CRAJobHarvester is a Python-based tool designed to scrape and analyze job listings from the Computing Research Association (CRA) website. It utilizes web scraping and OpenAI's language models to extract and structure job information.
- Scrapes job listings from the CRA website
- Uses OpenAI's GPT models to parse and structure job details
- Saves results in a CSV file
- Avoids duplicate entries
- Python 3.7 or higher
- Chrome browser
- ChromeDriver
-
Clone this repository:
git clone https://github.com/ZhangZhuoSJTU/CRAJobHarvester.git cd CRAJobHarvester
-
Install the required Python packages:
pip install -r requirements.txt
-
Download ChromeDriver:
- Visit the ChromeDriver downloads page
- Download the version that matches your Chrome browser version
- Extract the executable and note its path
Run the script with the following command:
python cra_job_crawler.py --csv output.csv --api_key your_openai_api_key --chromedriver /path/to/chromedriver --additional_links 5 --log_level INFO
--csv
: Path to the CSV file for output and duplicate checking (default: cra_job_listings.csv)--api_key
: Your OpenAI API key--model
: OpenAI model to use (choices: gpt-3.5-turbo, gpt-4, gpt-4o; default: gpt-3.5-turbo)--chromedriver
: Path to your ChromeDriver executable (required)--additional_links
: Number of additional links to process per job listing (default: 3)--max_attempts
: Maximum number of attempts for parsing job details (default: 3)--log_level
: Logging level (choices: DEBUG, INFO, WARNING, ERROR, CRITICAL; default: INFO)
The script generates a CSV file containing the following information for each job listing:
- Company/University
- Department
- Position (Assistant Professor, Associate Professor, etc.)
- Hiring Areas
- Location
- Number of Positions
- Submission Deadline
- Number of Recommendation Letters
- Expiration Date
- CRA Link
- Crawl Time
- Posted Date
- Additional Links
- Additional Comments
The script uses a custom logging setup with colored output for console logs and detailed logs saved to a file.

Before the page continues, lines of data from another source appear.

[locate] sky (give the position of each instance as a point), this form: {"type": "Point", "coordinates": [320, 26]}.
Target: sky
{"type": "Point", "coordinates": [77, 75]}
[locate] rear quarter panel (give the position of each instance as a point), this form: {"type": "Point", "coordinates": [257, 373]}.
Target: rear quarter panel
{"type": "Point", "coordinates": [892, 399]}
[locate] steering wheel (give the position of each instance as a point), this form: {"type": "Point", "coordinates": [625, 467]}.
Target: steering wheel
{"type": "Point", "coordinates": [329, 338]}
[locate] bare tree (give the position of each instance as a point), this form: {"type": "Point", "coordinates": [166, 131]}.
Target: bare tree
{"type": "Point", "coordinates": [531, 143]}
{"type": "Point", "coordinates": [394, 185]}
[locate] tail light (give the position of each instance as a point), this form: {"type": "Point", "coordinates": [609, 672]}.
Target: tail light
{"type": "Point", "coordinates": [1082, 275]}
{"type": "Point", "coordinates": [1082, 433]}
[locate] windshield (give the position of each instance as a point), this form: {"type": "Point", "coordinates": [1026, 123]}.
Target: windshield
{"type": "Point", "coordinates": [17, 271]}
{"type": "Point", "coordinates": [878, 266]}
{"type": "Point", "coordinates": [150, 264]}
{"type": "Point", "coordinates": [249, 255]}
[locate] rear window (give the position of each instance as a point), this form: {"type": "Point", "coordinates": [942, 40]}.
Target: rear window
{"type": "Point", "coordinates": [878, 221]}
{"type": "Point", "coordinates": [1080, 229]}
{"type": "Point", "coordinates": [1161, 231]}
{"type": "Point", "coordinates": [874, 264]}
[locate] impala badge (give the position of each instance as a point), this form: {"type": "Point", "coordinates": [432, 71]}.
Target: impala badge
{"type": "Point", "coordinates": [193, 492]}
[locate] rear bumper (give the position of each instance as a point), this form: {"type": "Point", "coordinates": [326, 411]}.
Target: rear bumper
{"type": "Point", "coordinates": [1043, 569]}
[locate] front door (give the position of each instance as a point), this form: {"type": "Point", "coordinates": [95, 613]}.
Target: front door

The log file (cra_job_crawler.log) uses a rotating file handler to manage log size.
If you encounter any issues:
- Check that your Chrome WebDriver is compatible with your Chrome browser version.
- Ensure your OpenAI API key is correctly set and has sufficient credits.
- Review the log file for detailed error messages.
- Adjust the log level for more detailed output if needed.
This tool has been primarily tested with the GPT-3.5-turbo model.
Contributions to CRAJobHarvester are welcome! Please feel free to submit a Pull Request.
This project is licensed under the MIT License - see the LICENSE file for details.
This tool is for educational and research purposes only. Please respect the CRA website's terms of service and use this tool responsibly.